The two papers considered in this briefing provide valuable but contrasting perspectives. The CCN/PwC review attempts to estimate spending across different types of council, assuming a more consistent level of service provision. The analysis has been used to demonstrate that the cumulative funding gap for local government could reach frighteningly high levels by 2024/25, and that county councils and county unitaries would be the most exposed. Discussion on the impact of business rates growth is, however, not detailed and the choice of 2015/16 as the base year seems rather arbitrary – it is possible that the choice of a different base year could perhaps show that a different group of councils would be more exposed.
The IFS briefing brings together the main arguments and concerns about the proposed reforms in a short and very readable paper. The analysis is no less shocking, demonstrating how more deprived councils have been hit hardest by austerity and how the government’s proposal to base the foundation formula on population alone appears to make things worse. In considering options to provide more funding, IFS are probably right to discount direct contributions from most national taxes, but the preference for local income taxes is a little surprising. If address data is not accurate and an equalisation mechanism would be necessary, why not just continue with general grants?

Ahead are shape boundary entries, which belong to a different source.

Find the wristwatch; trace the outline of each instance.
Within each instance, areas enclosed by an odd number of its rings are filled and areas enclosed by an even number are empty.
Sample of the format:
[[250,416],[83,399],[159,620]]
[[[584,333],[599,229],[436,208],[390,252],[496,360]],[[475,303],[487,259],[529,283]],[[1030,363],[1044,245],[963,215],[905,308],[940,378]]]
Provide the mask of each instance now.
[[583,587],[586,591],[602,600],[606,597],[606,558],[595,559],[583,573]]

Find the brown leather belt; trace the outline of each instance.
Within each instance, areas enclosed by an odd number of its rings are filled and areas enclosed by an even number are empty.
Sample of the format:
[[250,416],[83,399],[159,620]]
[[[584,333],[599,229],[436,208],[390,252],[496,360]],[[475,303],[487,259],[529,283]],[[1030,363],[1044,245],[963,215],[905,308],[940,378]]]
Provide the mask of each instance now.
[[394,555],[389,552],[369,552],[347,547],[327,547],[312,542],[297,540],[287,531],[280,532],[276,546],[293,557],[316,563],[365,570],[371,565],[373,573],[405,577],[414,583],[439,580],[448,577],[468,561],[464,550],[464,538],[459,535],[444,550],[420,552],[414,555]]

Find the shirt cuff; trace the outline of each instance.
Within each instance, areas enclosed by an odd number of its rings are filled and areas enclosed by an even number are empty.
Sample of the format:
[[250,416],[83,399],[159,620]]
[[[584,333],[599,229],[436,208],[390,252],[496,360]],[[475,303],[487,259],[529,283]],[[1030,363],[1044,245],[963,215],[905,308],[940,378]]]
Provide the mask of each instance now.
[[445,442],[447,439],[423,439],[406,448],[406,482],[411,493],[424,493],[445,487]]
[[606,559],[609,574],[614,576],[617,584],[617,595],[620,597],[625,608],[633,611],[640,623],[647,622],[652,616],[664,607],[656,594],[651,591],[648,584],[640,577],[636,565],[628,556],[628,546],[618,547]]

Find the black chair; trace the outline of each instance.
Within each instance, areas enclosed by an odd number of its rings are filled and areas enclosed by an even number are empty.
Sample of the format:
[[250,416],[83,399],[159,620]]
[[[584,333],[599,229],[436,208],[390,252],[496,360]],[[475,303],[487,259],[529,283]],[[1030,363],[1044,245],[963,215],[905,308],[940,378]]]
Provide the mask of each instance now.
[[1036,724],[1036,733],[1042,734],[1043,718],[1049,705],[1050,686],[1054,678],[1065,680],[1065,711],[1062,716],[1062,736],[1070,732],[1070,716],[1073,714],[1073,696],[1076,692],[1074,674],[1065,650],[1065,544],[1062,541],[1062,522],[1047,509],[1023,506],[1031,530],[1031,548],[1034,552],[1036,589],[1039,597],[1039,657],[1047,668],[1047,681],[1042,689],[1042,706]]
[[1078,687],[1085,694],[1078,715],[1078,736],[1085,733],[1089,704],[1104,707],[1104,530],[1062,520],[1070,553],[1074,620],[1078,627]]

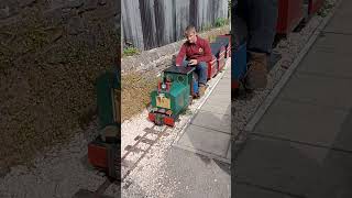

As we await the outcome of the Fair Funding Review and the proposals for reforming business rates retention, the choices remain difficult. The key question is: do we provide councils with greater incentives for growth and risk further divergence in service provision, or is maintaining common standards of service more important? The way that Whitehall chooses to resolve that dilemma will have a profound effect not just for the future of local government, but for society as a whole.